MIAMI BEACH – While Hurricane Wilma won’t make landfall in Florida until after IBEX 2005 closes its doors today, the 15th Annual International Boatbuilders Exhibition and Conference has been disrupted by rumors and a growing concern regarding the slow-moving storm.
The show floor has been humming with rumors of the approaching storm since it became the strongest Atlantic-basin hurricane on record overnight Tuesday. Early predictions that had Wilma making landfall in Florida as early as Saturday a.m. failed to materialize. Wilma’s impact was felt, however, as organizers made the decision to close the show two hours earlier than scheduled. This, after Florida Governor Jeb Bush issued a state of emergency.
The impact on the show reached further than just the show hours, according to National Marine Manufacturers Association President Thom Dammrich.
“I think the hurricane kept some people away,” he commented in an interview late Thursday. “And others didn’t stay as long. Once you change plans, you’re not going to change them again. But despite some light traffic on the show floor, the quality was tremendous.”
Impact of timing hard to evaluate
IBEX was originally expected to break attendance records, due in part to advance registrations that were triple that of the prior year.
That suggested that the timing of the show, which this year began more than a week before the start of the Fort Lauderdale International Boat Show, may have had a positive influence. However, with the impact of Hurricane Wilma, we’ll never know, said Dammrich.
The dates gave the relatively small number of exhibitors planning to take part in both events time to move their booth – a bonus for them. But many attendees of both shows found it necessary to take separate trips, unlike last year. Whether this would have impacted attendance is unclear, but preregistration numbers suggest the strength of the show would have boosted overall participation in the end.
While show organizers NMMA and Professional BoatBuilder magazine would love for IBEX to take place over the same dates every year, that isn’t expected to happen over the next five years, he indicated.

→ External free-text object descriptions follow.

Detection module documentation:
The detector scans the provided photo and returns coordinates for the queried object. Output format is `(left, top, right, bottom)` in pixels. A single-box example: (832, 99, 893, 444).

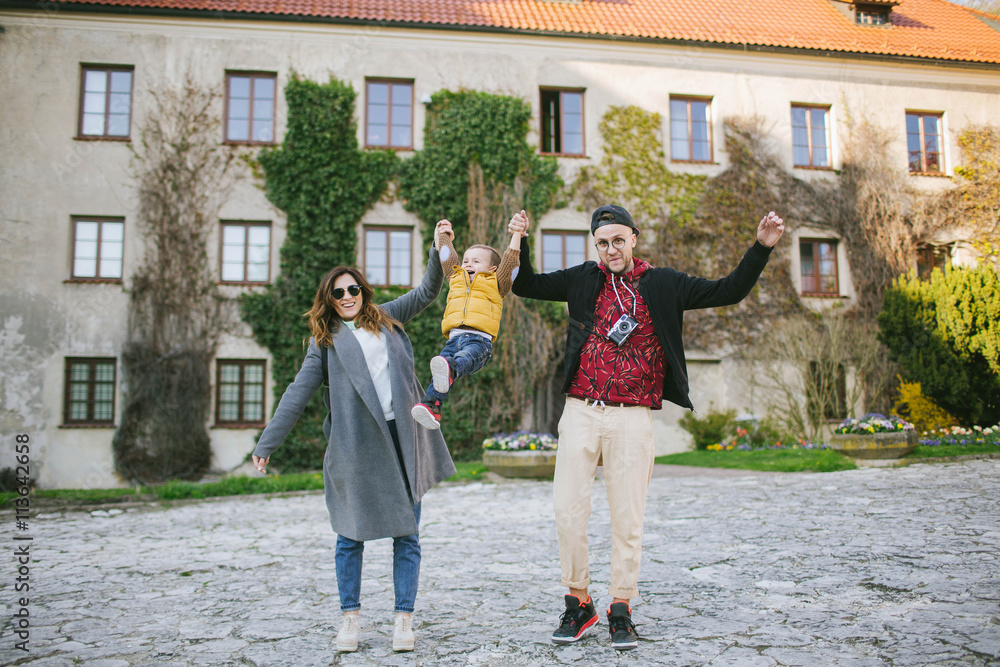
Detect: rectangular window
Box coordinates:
(916, 243, 952, 279)
(906, 112, 943, 174)
(541, 231, 587, 272)
(64, 358, 116, 425)
(78, 65, 133, 139)
(800, 239, 839, 296)
(216, 360, 266, 425)
(670, 97, 712, 162)
(540, 89, 585, 156)
(856, 9, 888, 25)
(220, 222, 271, 283)
(226, 72, 277, 144)
(365, 226, 412, 287)
(366, 80, 413, 149)
(791, 105, 832, 168)
(71, 217, 125, 281)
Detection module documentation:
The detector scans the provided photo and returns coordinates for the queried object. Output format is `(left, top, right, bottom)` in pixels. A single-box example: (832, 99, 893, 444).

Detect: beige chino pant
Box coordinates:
(553, 397, 655, 600)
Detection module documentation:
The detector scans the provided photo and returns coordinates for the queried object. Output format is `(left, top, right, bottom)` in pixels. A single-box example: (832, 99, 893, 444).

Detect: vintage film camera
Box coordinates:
(608, 313, 640, 346)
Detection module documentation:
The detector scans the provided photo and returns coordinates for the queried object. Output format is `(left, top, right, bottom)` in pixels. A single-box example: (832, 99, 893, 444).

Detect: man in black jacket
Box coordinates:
(509, 204, 784, 650)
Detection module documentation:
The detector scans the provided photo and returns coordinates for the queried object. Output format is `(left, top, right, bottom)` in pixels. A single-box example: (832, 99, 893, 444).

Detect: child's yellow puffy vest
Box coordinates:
(441, 267, 503, 340)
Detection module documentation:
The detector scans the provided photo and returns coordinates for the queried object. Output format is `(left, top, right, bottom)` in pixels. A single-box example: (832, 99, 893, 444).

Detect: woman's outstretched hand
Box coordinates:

Next year, the show will take place after the Fort Lauderdale show.
Ultimately, IBEX has become so important to suppliers and boat builders that the dates are not critical as long as they take place “within a critical window in the fall,” according to Dammrich.
The show goes on
Despite the distraction that Wilma may have caused, many exhibitors reported their time at IBEX was well spent.
Mercury Marine executives, for example, who told Boating Industry magazine on Tuesday that the company has made a recommitment to IBEX, said Thursday evening that it already considers the show a success.
David Bledsoe, with Paulson Computer Systems, said he hasn’t experienced the disruptions some have talked about.
“We’ve been doing this show since its beginning, it has grown more and more, and even though it is tailored to the boat builder we’re seeing more and more dealers,” Paulson said. “Traffic has been very good. Those people that are here for business are here for business.”
Magnus Johansson, Industry Manager Marine Europe, Ashland Composite Polymers, believes traffic at his company’s booth may even have been higher than he’s seen in the past.
“It’s a little bit more, maybe,” he said.
Meanwhile, as the show closed on Thursday, Hurricane Wilma’s impact on the marine industry looked only to be a threat to the Fort Lauderdale show. Forecasters, as we send this newsletter, predict the storm to weaken significantly – perhaps to a Category 2 – and to make landfall on the west coast of Florida sometime Sunday night or early Monday morning. As it gains speed, predictions say, it could progress well out into the Atlantic by Tuesday, the day prior to the FLIBS opening.
The Florida Keys are set to begin mandatory evacuations Friday, and show organizers hope that the 2 p.m. closing of the IBEX show floor will provide ample time for exhibitors to tear down and vacate the Miami Beach Convention Center.